LightweightStepfun

Step 3.5 Flash

Name: Step 3.5 Flash
Availability: InStock
Author: Stepfun

Step 3.5 Flash is Stepfun's lightweight model designed for fast text generation, featuring a 262K token context window and high throughput performance.

Context 262K

Tier Lightweight

Input from

$0.090 / 1M tokens

across 2 providers

Compare Prices

API Pricing

Provider	Input / 1M	Output / 1M	Cached / 1M	Speed	TTFT	Updated
OpenRouter	$0.090	$0.300	$0.020	186 t/s	804ms	5/28/2026
Deep Infra	$0.090	$0.300	$0.020	186 t/s	804ms	5/29/2026

Prices updated daily. Last check: May 29, 2026

Model Details

General

Creator: Stepfun
Family: Step
Tier: Lightweight
Context Window: 262K
Modalities: Text

Capabilities

Tool Calling: No
Open Source: No

Strengths & Limitations

Strengths

Fast token generation at 169.5 tokens per second
Large 262K token context window for processing lengthy documents
Quick response initiation with 812ms time-to-first-token
Lightweight architecture optimized for speed over complexity
Suitable for high-throughput text processing workflows
Streamlined feature set reduces overhead for basic text tasks

Limitations

No tool calling or function execution capabilities
Text-only modality - no image or multimodal input support
Proprietary model with no open-source weights available
Limited positioning as lightweight tier within Step family
Fewer advanced reasoning capabilities compared to flagship models

Key Features

•262,144 token context window

•Text input and output processing

•Streaming response generation

•Fast token generation (169.5 tokens/second)

•Quick response initiation (812ms TTFT)

•Lightweight model architecture

•High-throughput text processing

•API access through multiple providers

About Step 3.5 Flash

Step 3.5 Flash is a lightweight language model developed by Stepfun, positioned as a fast-generation option within the Step model family. As a tier-focused model, it emphasizes speed and efficiency over maximum capability, making it suitable for applications requiring quick responses and high throughput. The model supports a 262,144-token context window, allowing it to process substantial amounts of text in a single request. Performance benchmarks show Step 3.5 Flash generates tokens at 169.5 tokens per second with a time-to-first-token of 812 milliseconds. The model handles text-only interactions and does not include tool calling capabilities, keeping its feature set streamlined for core text generation tasks. Step 3.5 Flash targets use cases where response speed and processing efficiency are prioritized over complex reasoning or multimodal capabilities. Its combination of a large context window and fast generation makes it practical for content processing, summarization, and other text-heavy workflows where quick turnaround is essential.

Common Use Cases

Step 3.5 Flash is designed for applications requiring fast text generation and high throughput processing. Its large context window combined with quick generation speeds makes it well-suited for document summarization, content processing pipelines, customer service automation, and real-time text analysis. The model works effectively for workflows that need to process substantial text volumes quickly, such as content moderation, text classification at scale, or generating responses in chat applications where speed is prioritized.
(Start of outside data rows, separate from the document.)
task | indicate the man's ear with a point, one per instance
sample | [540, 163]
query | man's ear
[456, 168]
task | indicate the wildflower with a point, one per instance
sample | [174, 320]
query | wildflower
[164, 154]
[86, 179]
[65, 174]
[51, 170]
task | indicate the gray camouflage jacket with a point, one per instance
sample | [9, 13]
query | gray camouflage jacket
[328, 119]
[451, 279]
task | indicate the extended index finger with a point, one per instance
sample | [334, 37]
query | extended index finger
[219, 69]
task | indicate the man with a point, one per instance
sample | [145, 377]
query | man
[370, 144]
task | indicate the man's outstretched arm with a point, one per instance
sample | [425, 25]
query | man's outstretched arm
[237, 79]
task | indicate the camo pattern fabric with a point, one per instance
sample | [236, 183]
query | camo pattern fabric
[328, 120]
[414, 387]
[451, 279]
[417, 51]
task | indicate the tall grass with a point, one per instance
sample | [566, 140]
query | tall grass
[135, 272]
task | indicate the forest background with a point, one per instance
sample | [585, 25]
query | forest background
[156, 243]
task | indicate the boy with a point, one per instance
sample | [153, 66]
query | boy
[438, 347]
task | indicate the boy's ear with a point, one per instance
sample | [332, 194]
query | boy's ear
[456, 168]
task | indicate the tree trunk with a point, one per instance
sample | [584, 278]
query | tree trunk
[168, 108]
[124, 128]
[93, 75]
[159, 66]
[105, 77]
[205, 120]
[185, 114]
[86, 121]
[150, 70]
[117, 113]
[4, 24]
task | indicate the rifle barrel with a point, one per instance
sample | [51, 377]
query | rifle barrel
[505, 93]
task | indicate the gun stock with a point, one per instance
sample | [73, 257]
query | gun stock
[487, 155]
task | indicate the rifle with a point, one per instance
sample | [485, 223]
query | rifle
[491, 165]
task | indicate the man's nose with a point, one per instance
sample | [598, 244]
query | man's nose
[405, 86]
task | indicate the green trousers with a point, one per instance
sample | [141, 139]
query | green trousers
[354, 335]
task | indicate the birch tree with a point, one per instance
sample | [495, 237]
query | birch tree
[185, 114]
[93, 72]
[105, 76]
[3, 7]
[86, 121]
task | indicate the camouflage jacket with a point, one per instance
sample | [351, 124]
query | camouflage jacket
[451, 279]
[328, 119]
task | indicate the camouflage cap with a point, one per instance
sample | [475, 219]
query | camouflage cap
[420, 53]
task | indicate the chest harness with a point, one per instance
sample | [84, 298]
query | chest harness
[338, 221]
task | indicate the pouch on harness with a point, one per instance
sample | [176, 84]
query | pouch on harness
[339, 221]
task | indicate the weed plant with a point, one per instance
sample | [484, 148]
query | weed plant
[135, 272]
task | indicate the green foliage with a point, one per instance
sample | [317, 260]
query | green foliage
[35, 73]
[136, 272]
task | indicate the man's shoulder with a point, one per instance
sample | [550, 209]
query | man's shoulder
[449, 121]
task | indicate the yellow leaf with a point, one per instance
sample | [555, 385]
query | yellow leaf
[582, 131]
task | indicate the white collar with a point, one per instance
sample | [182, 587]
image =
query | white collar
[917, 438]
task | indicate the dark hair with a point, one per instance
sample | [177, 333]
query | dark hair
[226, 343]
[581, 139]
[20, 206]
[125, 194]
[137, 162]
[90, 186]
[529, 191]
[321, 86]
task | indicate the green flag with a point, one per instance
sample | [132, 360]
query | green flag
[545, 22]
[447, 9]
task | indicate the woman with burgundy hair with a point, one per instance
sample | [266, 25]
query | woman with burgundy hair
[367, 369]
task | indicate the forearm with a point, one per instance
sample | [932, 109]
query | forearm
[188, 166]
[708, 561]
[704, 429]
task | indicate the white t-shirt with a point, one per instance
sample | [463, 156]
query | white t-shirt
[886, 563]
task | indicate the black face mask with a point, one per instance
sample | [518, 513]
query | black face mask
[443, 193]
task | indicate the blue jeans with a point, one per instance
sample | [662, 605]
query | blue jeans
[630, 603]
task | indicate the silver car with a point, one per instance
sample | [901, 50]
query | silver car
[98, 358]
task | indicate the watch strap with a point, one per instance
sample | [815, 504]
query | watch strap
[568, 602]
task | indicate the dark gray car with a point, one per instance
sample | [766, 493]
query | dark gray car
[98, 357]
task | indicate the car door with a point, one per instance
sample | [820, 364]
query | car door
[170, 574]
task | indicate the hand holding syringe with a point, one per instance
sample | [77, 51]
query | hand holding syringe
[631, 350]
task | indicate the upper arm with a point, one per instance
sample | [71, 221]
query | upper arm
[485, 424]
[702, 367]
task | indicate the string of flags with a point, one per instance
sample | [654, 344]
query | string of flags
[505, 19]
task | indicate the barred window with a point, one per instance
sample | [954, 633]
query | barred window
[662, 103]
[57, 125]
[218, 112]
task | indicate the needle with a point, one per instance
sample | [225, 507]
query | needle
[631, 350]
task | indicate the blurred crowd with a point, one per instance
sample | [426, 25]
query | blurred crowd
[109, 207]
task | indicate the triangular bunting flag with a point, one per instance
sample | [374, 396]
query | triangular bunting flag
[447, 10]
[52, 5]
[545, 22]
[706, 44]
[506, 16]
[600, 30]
Its lightweight nature makes it cost-effective for high-volume deployments where complex reasoning capabilities are not required.

Frequently Asked Questions

How much does Step 3.5 Flash cost per million tokens?

Step 3.5 Flash pricing varies by provider and may include different rates for input and output tokens. Check the pricing table above for current rates across all available providers offering this model.

What is Step 3.5 Flash best used for?

Step 3.5 Flash excels at high-throughput text processing tasks where speed is important. With its 169.5 tokens per second generation rate and large 262K context window, it's ideal for document summarization, content processing pipelines, customer service automation, and real-time text analysis where quick responses matter more than complex reasoning.

Does Step 3.5 Flash support tool calling or multimodal inputs?

No, Step 3.5 Flash is designed as a streamlined text-only model without tool calling capabilities or support for images and other modalities. This focused approach contributes to its fast performance characteristics and makes it suitable for pure text generation tasks.